This means that automated systems are now capable of controlling a vehicle at speeds of 130 km/h (80 mi/h) being aware that any mistake can cost human lives. Self-driving systems do this by recognizing their surroundings and understanding the kinematic characteristics of each object in every moment with negligible uncertainty. They will then define the safe free space, the trajectory and route they should follow to reach a destination.
Autonomous systems monitor their surroundings with several sensors: cameras, radars, ultrasonic sensors and optionally LiDARs. Why not one sensor? As Gergely Debreczeni explained in this blog, redundancy is the foundation of safe autonomy. Let’s dive deeper into the technical aspects of the question.

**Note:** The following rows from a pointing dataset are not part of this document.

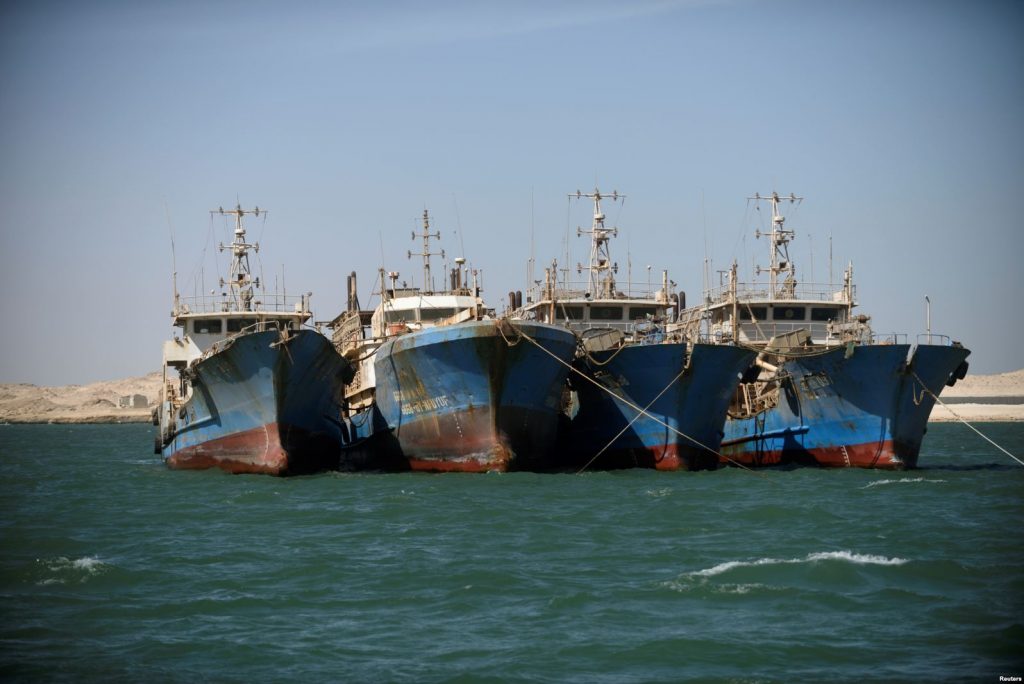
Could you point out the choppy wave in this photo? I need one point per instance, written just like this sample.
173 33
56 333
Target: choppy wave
846 556
62 570
902 480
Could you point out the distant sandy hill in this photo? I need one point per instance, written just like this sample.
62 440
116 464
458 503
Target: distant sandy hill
98 402
1004 384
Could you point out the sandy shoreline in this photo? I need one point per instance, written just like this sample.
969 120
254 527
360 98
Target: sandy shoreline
98 402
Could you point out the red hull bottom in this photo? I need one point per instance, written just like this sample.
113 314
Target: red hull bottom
473 441
662 457
880 455
271 450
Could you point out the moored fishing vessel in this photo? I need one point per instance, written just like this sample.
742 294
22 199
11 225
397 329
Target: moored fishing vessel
645 397
246 388
441 385
824 389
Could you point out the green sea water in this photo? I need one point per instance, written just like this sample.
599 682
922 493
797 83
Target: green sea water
114 568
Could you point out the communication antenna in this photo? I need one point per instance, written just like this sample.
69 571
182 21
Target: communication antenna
426 253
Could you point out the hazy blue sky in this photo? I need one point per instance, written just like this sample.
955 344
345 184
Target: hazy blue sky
900 122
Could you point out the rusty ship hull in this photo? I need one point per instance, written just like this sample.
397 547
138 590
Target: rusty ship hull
474 396
684 393
263 402
860 407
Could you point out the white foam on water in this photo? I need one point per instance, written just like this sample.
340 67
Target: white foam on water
70 569
846 556
903 480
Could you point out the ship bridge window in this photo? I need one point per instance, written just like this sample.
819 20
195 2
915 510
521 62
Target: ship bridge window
281 324
238 325
787 313
824 313
760 312
398 316
568 312
605 312
436 313
207 326
640 312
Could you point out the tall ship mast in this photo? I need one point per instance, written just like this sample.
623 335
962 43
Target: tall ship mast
642 395
441 385
823 389
246 386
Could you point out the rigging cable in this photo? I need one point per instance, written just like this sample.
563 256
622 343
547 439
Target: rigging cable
957 417
635 407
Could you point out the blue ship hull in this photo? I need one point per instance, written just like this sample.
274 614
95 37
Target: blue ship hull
474 396
684 395
866 410
260 404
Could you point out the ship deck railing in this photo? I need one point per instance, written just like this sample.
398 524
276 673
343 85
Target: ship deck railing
224 304
761 292
580 290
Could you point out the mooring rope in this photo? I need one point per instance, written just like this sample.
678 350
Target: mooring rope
957 417
633 405
634 420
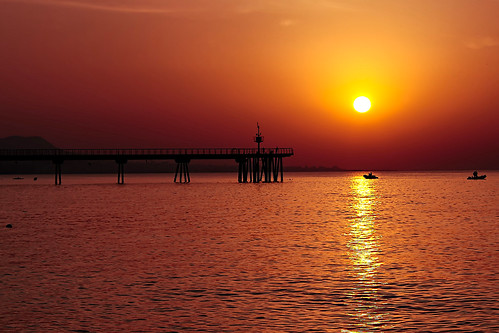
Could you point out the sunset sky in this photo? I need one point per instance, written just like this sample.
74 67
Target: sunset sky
201 73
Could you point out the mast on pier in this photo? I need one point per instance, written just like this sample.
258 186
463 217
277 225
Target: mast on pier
258 137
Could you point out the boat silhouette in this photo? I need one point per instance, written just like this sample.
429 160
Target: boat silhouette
477 177
370 176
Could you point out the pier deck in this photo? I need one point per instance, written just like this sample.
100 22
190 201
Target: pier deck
255 164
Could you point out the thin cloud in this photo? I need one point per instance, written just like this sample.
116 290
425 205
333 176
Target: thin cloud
101 6
482 42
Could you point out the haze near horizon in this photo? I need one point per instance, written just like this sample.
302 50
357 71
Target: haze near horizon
85 73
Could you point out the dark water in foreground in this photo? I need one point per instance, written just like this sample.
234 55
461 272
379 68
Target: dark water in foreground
320 252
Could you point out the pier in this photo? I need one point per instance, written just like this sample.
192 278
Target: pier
255 164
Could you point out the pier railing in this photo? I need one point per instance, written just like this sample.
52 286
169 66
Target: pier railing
198 152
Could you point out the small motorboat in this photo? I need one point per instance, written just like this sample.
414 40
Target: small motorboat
477 177
370 176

A redundant sensor system is a fusion of properly calibrated and synchronized different types of sensors. This is the only way of achieving safe and stable longitudinal and lateral control. There are three factors at the core of sensor fusion: spatial calibration, temporal synchronization, and the proper fusion of data.
First, all the sensors mentioned above must work in the same, shared coordinate system. This is created through the process of spatial calibration. Precise calibration is vital, as erroneous calibration could lead to unwanted situations. For example, if the orientation of cameras is not known exactly, the system will miscalculate the trajectory it has to follow and could hit obstacles that it recognizes and plans to avoid.
A common solution is in-factory calibration. However, this is a limiting factor, as the car would have to return to calibration base stations time and time again to ensure safe operation. At AImotive we believe that only regularly repeated, even on the fly, automated calibration can provide the required level of safety for autonomous vehicles.
But spatial calibration is not enough, leading to the second factor. Synchronizing sensors in time is also vital, and the sensors have to be in sync not only with each other but also with the processing unit. Imagine the problems that could be caused by sensor data from different moments, which contradict each other being connected by the system for use in decision making. In many cases simply not using a certain dataset is less dangerous than relying on desynchronized data. aiDrive minimizes the risk of desynchronization. Based on the system clock the processing unit sends periodical trigger pings requesting data from the sensors. The responses are time coded, ensuring the system has a clear understanding of what data is relevant to which moment in time.
Third, and finally: sensor fusion. This should be seen as reconstructing the world through the different sensory inputs. However, the reconstruction has to be safe to plan with, even if one of the sensors on the vehicle (a camera, radar or LiDAR) fails. It is also important to understand the strengths and weaknesses of different sensors to know which sensor should be believed in certain situations. An inaccurate measurement can lead to anomalies and the risk of highly erratic behavior. There are several well-known approaches to these difficulties. For example, Kalman filters, through which the system can predict expected measurements based on previous data and an underlying proper system model. Also, as the use of neural networks in autonomous technology becomes increasingly widespread there are possibilities to be explored in this regard as well.
All three actors: spatial calibration, temporal synchronization and sensor fusion are vital for safe self-driving. At AImotive we always strive to find the most advanced and safest solutions to the myriad questions of autonomous technology. Our goal is not only to solve self-driving, but to ensure that autonomous technology is scalable, and most importantly, safe.